What Are MACRS Deductions and How Do They Work?
Discover how businesses use MACRS depreciation to recover asset costs for tax purposes. Learn the principles that govern your annual deduction calculation.
Discover how businesses use MACRS depreciation to recover asset costs for tax purposes. Learn the principles that govern your annual deduction calculation.
The Modified Accelerated Cost Recovery System (MACRS) is the mandatory method for calculating depreciation deductions on tangible property for U.S. federal tax purposes. It allows businesses to recover the cost of assets as they lose value over time. The process is designed to reflect an asset’s depreciation more rapidly in the initial years of its service life.
The starting point for any calculation is the property’s basis. This is the amount paid for the asset, including costs associated with the purchase, such as shipping, installation, and sales tax. The basis is the total figure that will be recovered through depreciation deductions over the asset’s life.
With the basis established, the taxpayer must identify the appropriate depreciation system. The Internal Revenue Service (IRS) provides two: the General Depreciation System (GDS) and the Alternative Depreciation System (ADS). GDS is the most frequently used system and applies to most types of property. The ADS method provides for a slower, straight-line rate of depreciation and is required for certain types of property, such as assets used predominantly outside the U.S.

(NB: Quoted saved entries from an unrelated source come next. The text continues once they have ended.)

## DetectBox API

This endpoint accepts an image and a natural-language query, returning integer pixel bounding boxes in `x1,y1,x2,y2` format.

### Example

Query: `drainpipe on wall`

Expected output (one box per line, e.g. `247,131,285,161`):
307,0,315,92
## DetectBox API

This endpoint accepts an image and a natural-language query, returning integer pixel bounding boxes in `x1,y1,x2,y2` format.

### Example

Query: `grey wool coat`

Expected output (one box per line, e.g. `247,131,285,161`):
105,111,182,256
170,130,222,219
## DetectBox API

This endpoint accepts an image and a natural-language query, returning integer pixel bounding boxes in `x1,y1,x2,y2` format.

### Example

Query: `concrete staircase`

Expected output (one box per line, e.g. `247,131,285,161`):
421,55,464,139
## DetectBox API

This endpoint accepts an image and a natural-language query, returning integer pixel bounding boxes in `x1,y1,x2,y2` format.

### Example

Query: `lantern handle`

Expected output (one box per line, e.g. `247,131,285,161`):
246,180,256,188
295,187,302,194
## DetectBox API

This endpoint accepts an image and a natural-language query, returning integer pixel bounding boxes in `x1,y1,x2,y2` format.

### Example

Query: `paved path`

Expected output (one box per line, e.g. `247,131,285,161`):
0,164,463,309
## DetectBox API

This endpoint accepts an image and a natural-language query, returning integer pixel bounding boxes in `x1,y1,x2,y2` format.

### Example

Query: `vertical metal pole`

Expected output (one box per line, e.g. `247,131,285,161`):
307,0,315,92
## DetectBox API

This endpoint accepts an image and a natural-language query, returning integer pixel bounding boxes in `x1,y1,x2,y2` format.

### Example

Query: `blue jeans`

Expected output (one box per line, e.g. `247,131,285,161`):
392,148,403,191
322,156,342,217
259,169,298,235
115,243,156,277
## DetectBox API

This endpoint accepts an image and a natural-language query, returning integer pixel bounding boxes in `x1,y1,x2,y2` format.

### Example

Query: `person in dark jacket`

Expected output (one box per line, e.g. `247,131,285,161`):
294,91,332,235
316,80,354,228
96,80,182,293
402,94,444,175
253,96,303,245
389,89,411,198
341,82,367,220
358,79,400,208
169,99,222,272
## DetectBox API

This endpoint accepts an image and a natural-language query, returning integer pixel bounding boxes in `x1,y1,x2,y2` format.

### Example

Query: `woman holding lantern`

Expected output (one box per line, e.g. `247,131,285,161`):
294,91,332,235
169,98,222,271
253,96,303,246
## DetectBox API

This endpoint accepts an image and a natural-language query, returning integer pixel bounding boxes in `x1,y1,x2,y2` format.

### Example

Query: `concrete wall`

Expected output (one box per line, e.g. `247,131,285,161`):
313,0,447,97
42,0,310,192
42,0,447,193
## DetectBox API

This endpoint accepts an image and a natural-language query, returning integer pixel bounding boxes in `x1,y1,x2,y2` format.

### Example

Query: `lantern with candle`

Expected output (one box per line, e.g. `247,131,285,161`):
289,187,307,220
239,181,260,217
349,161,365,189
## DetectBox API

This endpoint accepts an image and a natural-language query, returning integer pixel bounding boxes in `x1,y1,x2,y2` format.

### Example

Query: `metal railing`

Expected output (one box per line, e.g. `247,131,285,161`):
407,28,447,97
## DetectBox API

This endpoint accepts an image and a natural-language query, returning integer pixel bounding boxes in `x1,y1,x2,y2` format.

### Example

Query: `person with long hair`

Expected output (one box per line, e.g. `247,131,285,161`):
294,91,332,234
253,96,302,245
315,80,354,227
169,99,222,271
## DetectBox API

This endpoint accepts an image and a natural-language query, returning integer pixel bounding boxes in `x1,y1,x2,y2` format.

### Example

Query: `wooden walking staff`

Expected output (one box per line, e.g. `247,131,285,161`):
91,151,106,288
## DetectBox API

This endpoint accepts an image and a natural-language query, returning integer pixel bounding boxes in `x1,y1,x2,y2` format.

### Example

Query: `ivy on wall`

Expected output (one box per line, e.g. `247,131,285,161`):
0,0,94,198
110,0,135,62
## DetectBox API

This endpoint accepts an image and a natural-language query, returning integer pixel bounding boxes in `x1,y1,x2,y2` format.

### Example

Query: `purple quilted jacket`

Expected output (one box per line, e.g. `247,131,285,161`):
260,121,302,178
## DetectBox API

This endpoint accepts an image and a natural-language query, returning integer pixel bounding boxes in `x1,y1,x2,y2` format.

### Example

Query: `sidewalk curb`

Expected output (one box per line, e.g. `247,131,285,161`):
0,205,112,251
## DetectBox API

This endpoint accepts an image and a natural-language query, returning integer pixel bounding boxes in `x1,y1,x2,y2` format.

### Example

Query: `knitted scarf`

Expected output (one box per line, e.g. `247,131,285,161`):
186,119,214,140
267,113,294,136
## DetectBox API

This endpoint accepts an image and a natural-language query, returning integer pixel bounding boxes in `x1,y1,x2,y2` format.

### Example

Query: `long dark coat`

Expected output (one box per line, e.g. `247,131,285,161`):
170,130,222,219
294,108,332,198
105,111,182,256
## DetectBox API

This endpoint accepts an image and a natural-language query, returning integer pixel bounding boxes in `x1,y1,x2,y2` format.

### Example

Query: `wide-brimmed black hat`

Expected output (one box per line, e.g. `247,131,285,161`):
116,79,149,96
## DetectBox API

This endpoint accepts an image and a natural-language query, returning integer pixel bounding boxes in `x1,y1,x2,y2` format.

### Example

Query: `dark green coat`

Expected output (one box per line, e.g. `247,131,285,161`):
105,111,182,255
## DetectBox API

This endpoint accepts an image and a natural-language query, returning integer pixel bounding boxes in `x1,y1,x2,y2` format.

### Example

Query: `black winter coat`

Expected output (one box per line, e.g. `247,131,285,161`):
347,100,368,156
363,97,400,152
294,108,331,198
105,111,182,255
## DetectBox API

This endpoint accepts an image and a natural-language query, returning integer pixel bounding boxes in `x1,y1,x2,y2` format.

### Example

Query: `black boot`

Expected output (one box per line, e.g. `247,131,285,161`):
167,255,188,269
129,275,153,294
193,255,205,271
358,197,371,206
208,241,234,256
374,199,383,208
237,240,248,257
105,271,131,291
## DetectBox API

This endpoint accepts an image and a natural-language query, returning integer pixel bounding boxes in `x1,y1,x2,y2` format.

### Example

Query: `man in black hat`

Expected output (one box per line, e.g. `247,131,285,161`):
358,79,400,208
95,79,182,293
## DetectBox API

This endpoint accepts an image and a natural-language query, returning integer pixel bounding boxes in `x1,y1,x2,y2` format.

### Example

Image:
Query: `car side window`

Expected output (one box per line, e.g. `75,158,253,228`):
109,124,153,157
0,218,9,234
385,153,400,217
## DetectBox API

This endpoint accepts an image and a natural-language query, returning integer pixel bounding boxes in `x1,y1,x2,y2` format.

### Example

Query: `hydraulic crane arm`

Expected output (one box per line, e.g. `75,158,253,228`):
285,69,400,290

The asset must be assigned to a property class, which dictates its recovery period, or the number of years over which the cost can be deducted. The IRS categorizes assets into classes based on their expected useful life. For example, computers and vehicles are classified as 5-year property, while office furniture and fixtures fall into the 7-year property class.
Real estate is treated differently. Residential rental properties are assigned a 27.5-year recovery period, and nonresidential real property, like commercial office buildings, is given a 39-year recovery period.
The final component is selecting the applicable convention, which determines the portion of the year for which depreciation can be claimed when an asset is first used. The half-year convention is standard for most personal property, treating all assets as placed in service in the middle of the tax year. The mid-quarter convention must be used if more than 40% of the total basis of personal property is placed in service during the final three months of the tax year. For real property, the mid-month convention applies, treating the property as placed in service in the middle of the month it was acquired.
The most straightforward method involves using the percentage tables provided by the IRS in Publication 946, How To Depreciate Property. These tables integrate the system, class, convention, and depreciation method into a single percentage for each year of the recovery period.
To use the tables, select the correct one based on the depreciation system and convention. Next, locate the row for the current recovery year and the column that matches the property’s class life, such as 5-year or 7-year property.
The percentage found is then multiplied by the asset’s original unadjusted basis. For example, a business purchases equipment for $10,000 that is 5-year property under GDS with the half-year convention. The first-year table rate is 20.00%, so the depreciation deduction would be $10,000 multiplied by 20.00%, resulting in a $2,000 deduction.
For the second year, the table provides a rate of 32.00%, leading to a $3,200 deduction. This process continues for each year of the recovery period until the full basis is depreciated. The original basis must be used in the calculation each year, not the basis reduced by prior depreciation.
The Section 179 deduction allows a business to elect to treat the cost of qualifying property as an expense in the year it is placed in service, rather than depreciating it over time. For 2025, a business can expense up to $1,250,000, though this deduction begins to phase out if the total cost of property placed in service exceeds $3,130,000. Qualifying property is generally tangible personal property, such as machinery and equipment, purchased for business use. The deduction cannot exceed the taxpayer’s net taxable income for the year, and the decision to use it is made on an asset-by-asset basis.
Bonus depreciation allows for an additional first-year deduction for qualified new and used property. Unlike Section 179, bonus depreciation is not subject to an annual dollar limit or a taxable income limitation. The rate is 40% for property placed in service in 2025, 20% in 2026, and is eliminated in 2027.
When bonus depreciation is taken, a business first deducts this amount from the asset’s basis. The remaining basis is then depreciated over the asset’s recovery period using standard MACRS rules. Taxpayers can elect out of bonus depreciation, but it is otherwise automatically applied to qualifying property.